Pergunto
pelo bebé. Em não-frases curtas – ela praticamente
não fala português e entende-o pouco, e eu não falo nada de ucraniano.
Diz-me
que o bebé "bem, hoje seis meses, gordo", e rabisca um
número na parede em frente, com a ponta do indicador direito: "estos quilos",
mas percebo demasiado tarde e fico sem saber quantos são os quilos, afinal. "Gosta
muito sopa", e enche as bochechas de ar. Ri de olhos fechados, em quase silêncio.
O bebé é neto. Pergunto pela filha. Está bem. "E a N., como está?". Encolhe os ombros, num assento resignado. Sei que o ex-marido continua a viver na Rússia; o filho homem também.
Se a palavra “guerra” não estivesse proibida na Rússia, Putin tê-la-ia proferido no seu recente discurso à nação e ao Mundo: declaro que declaro guerra ao Ocidente encarnado na Trinidad EUA-NATO-UE, qualquer coisa assim, que tem pouco de santa, é verdade, mas continua a escapar-me a equivalência entre um e os outros, e os outros também sou eu. Prefiro este lado imperfeito, se se trata de escolher um lado. A neutralidade é um luxo ao alcance de poucos, e a racionalidade que se poderia impor para evitar ter-se chegado ao que se chegou esgotou-se. Ninguém vai ganhar, porque ninguém ganha quando o cenário é um quadro vivo de Bruegel, mas eu continuo a torcer pela Ucrânia, na sua democracia impura.

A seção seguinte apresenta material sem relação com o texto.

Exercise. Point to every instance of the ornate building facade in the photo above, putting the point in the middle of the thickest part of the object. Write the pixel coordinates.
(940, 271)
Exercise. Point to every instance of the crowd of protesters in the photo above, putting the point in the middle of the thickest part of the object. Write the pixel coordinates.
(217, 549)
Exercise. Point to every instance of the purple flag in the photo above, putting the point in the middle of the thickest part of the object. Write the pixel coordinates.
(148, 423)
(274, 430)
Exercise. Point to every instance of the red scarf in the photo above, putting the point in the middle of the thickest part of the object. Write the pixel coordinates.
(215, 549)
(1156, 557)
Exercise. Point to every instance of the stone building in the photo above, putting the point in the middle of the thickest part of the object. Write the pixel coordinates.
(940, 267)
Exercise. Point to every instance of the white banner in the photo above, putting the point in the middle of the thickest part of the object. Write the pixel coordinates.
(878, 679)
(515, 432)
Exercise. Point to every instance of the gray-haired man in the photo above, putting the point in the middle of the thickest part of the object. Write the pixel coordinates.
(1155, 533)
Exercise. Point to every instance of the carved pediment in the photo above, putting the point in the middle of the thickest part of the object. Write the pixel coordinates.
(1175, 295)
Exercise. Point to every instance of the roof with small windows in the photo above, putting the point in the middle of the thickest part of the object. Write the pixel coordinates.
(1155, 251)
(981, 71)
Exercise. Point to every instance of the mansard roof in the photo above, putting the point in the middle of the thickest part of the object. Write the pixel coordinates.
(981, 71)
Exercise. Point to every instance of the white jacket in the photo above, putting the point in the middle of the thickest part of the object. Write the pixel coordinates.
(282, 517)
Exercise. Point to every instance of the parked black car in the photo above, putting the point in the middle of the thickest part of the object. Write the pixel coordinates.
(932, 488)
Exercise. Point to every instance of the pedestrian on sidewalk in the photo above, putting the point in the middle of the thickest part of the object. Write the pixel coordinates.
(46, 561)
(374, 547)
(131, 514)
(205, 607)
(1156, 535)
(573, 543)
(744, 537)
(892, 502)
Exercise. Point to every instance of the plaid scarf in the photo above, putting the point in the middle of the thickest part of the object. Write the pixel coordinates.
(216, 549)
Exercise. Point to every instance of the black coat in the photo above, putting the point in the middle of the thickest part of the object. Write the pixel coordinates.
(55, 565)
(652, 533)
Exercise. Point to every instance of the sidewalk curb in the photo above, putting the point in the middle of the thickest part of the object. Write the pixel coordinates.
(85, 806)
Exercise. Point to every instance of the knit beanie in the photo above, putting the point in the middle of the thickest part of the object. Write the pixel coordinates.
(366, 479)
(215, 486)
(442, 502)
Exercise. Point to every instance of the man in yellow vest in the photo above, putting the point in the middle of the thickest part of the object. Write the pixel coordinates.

O Mundo nunca foi um lugar seguro e o que sobrar não deve ficar melhor – só não nos entendemos quanto à atribuição (ou "distribuição" – não há realmente santos, mas uns são menos bárbaros do que outros) da culpa: ouvindo alguns dos mais acérrimos defensores da virgindade de Putin, dos apelos à Paz, só a Paz e nada mais do que a Paz, anseia-se pelo futuro só para ouvir a História contar a história destes dias; de como o “Mundo Ocidental” se deixou manipular pelos EUA, pela NATO e pelo presidente Zelensky, amputados cavaleiros do apocalipse, capazes de levar a Mãe Rússia a esventrar várias cidades ucranianas contra a vontade do seu presidente, Vladimir Putin, o mais injuriado dos mártires; de como a prepotente Ucrância foi capaz da maior agressão ao seu próprio Estado, soberano contra a vontade do seu povo, torturando-o, violando-o, matando-o, de Bucha a Izium, sob a complacência do Ocidente, Belzebu, interessado apenas em vender armas, ensaiar palcos de guerra e ungir um herói: pode ser, mas é uma hipótese mais retorcida do que a da febre imperial de Putin.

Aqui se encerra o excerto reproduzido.